しかし批判的な観点もあります。第一に、パランティアは才能を素早く確保し、素早く自社流に教育しようとしています。大学は4年間、批判的思考、多様な視点、独立した判断を教えます。パランティアはその4年をスキップし、会社の価値観をまず注入します。18歳で「西洋民主主義の擁護」「ウォーリア文化」という叙述に曝された若者は、その叙述に疑問を持ちにくいかもしれません。
第二に、「メリトクラシー」の定義に問題があります。SAT 1460点が能力の唯一の尺度ですか。そのスコアを取得するには、良い学校、良い家庭教師、良い環境が必要です。低所得世帯の学生がそのスコアを取得する確率は、富裕層より低いのです。「メリトクラシー」を標榜しながら、実際には特定の階層を優遇する構造になる可能性があります。
第三に、2017年のアジア系差別和解とのつながりです。一方では「能力だけを見る」と言いながら、他方では政府調査によって差別が露呈しました。メリトクラシー・フェローシップが過去の汚点を覆うためのイメージ戦略である可能性もあります。「われわれは高卒も採用するオープンな会社だ」というメッセージで過去の記録を希薄化させるのです。
カープが述べる「メリトクラシー」は、人種や性別に基づく多様性政策(DEI)を拒否します。彼は「色盲的メリトクラシー」を志向しています。背景を見ずに純粋に実力だけを見るということです。
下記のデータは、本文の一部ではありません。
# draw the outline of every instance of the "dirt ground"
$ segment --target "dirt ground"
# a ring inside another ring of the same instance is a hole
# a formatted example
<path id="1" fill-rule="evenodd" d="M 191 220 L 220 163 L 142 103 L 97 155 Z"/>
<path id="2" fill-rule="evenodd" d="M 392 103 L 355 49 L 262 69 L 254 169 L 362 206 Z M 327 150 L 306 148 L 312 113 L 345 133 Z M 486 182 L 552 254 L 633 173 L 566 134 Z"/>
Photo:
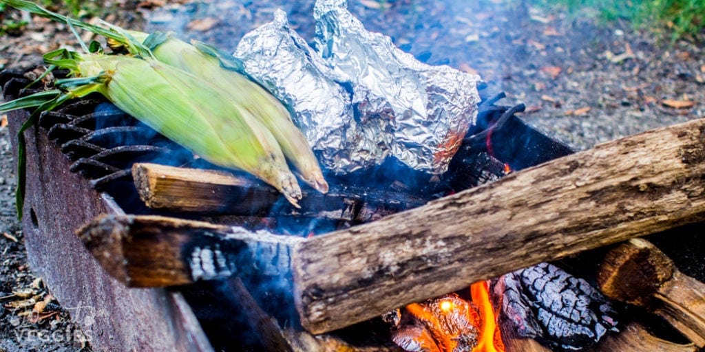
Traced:
<path id="1" fill-rule="evenodd" d="M 705 54 L 699 49 L 705 34 L 696 42 L 670 42 L 625 23 L 601 25 L 589 11 L 548 12 L 518 1 L 350 3 L 368 29 L 391 36 L 429 64 L 479 74 L 491 90 L 507 93 L 505 104 L 527 105 L 526 121 L 579 149 L 705 116 Z M 278 7 L 305 39 L 314 33 L 312 1 L 108 4 L 109 21 L 173 30 L 228 51 L 244 33 L 271 20 Z M 4 15 L 23 18 L 13 11 Z M 0 65 L 32 67 L 51 49 L 78 47 L 65 25 L 23 18 L 30 20 L 23 30 L 0 37 Z M 89 351 L 26 264 L 15 220 L 9 137 L 0 127 L 0 352 Z M 27 312 L 43 300 L 51 303 L 44 319 L 34 322 Z M 21 336 L 30 330 L 73 337 L 28 342 Z"/>

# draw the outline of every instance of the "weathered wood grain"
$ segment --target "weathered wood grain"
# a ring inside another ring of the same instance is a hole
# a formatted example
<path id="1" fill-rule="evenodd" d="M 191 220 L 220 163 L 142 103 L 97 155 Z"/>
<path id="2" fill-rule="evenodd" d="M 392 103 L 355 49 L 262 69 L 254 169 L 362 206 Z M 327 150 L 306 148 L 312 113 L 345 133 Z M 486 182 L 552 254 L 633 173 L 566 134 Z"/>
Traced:
<path id="1" fill-rule="evenodd" d="M 605 256 L 597 275 L 608 297 L 650 308 L 705 346 L 705 284 L 678 271 L 656 246 L 634 239 Z"/>
<path id="2" fill-rule="evenodd" d="M 613 141 L 294 248 L 314 333 L 471 283 L 705 220 L 705 120 Z"/>

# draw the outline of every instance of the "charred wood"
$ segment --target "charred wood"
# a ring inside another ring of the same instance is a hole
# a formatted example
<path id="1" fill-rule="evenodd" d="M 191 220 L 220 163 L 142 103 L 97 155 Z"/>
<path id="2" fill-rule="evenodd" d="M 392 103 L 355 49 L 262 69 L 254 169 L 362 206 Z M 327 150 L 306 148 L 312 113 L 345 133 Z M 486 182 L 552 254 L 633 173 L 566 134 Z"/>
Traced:
<path id="1" fill-rule="evenodd" d="M 99 217 L 77 234 L 109 274 L 133 287 L 175 286 L 235 275 L 286 277 L 291 247 L 301 240 L 148 215 Z"/>
<path id="2" fill-rule="evenodd" d="M 581 349 L 616 332 L 616 312 L 582 279 L 548 263 L 503 275 L 495 284 L 501 308 L 518 337 Z"/>
<path id="3" fill-rule="evenodd" d="M 633 239 L 611 250 L 597 279 L 608 297 L 647 307 L 705 346 L 705 284 L 681 273 L 648 241 Z"/>
<path id="4" fill-rule="evenodd" d="M 279 206 L 281 194 L 271 187 L 223 171 L 135 163 L 133 177 L 148 207 L 173 211 L 295 215 L 362 222 L 427 201 L 389 190 L 331 184 L 326 194 L 305 190 L 300 210 Z"/>
<path id="5" fill-rule="evenodd" d="M 477 346 L 477 308 L 457 294 L 410 304 L 400 318 L 393 339 L 405 351 L 471 352 Z"/>
<path id="6" fill-rule="evenodd" d="M 649 333 L 642 325 L 632 322 L 619 334 L 606 337 L 599 345 L 586 352 L 696 352 L 692 344 L 680 344 L 663 340 Z M 511 352 L 508 351 L 507 352 Z"/>
<path id="7" fill-rule="evenodd" d="M 698 120 L 314 237 L 293 256 L 297 308 L 310 331 L 331 331 L 521 268 L 701 221 L 704 177 L 705 120 Z"/>

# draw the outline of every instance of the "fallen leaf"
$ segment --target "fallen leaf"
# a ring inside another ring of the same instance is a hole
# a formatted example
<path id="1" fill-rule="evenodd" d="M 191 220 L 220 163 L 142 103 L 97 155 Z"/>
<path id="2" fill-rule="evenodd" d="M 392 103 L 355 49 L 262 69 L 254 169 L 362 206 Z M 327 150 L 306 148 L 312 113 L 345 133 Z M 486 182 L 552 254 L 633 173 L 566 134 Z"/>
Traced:
<path id="1" fill-rule="evenodd" d="M 218 24 L 218 19 L 214 18 L 212 17 L 207 17 L 205 18 L 200 18 L 198 20 L 193 20 L 186 25 L 186 27 L 191 30 L 197 30 L 199 32 L 205 32 L 207 30 L 213 28 L 216 25 Z"/>
<path id="2" fill-rule="evenodd" d="M 470 75 L 477 74 L 477 71 L 474 68 L 471 68 L 470 65 L 465 63 L 460 63 L 460 65 L 458 66 L 458 68 L 460 68 L 461 71 L 465 73 L 470 73 Z"/>
<path id="3" fill-rule="evenodd" d="M 20 298 L 28 298 L 37 294 L 37 291 L 32 289 L 22 289 L 13 291 L 12 294 Z"/>
<path id="4" fill-rule="evenodd" d="M 573 115 L 580 116 L 581 115 L 585 115 L 586 113 L 589 113 L 590 110 L 592 110 L 592 108 L 590 108 L 589 106 L 575 109 L 575 111 L 573 111 Z"/>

しかし批評家たちはこのようなアプローチが構造的不平等を無視していると指摘します。出発点が異なる者たちに同じ基準を適用すれば、結果は不平等になるのです。
パランティアのメリトクラシー・フェローシップはさらなる意味も持ちます。ピーター・ティールは2010年から「ティール・フェローシップ」を運営してきました。毎年20~30人の23歳以下の若者に10万ドルを与え、大学をやめさせます。ティールは大学を「バブル」と呼んできました。パランティアのプログラムはこの哲学の延長線です。創業者たちが共有する反体制志向が会社全体に拡散しています。
2025年11月、最初の22人のフェローたちがプログラムを終了しました。彼らの中で何人が正社員オファーを受けたかは公開されていません。しかしパランティアは既に2026年コホートの募集を始めました。プログラムは継続します。
多様性論争においてパランティアは独特の位置を占めています。従来的なDEIを拒否しながら、「思考の多様性」を強調しています。人種や性別ではなく、観点と信念の多様性が重要だということです。しかし批評家たちは問います。「ウォーリア文化」に同意する者だけが残る組織に、本当に思考の多様性は存在するのでしょうか。
パランティアの多様性論争は常に同じパターンをたどります。会社は「われわれは能力で採用する」と述べます。批評家たちは「能力という言葉が差別を隠しているのではないか」と問います。2017年の和解はその問いを法律文書に変えました。2025年のフェローシップはその問いを文化戦争の言語へと引き上げます。パランティアは論争を避けません。論争を燃料として使うのです。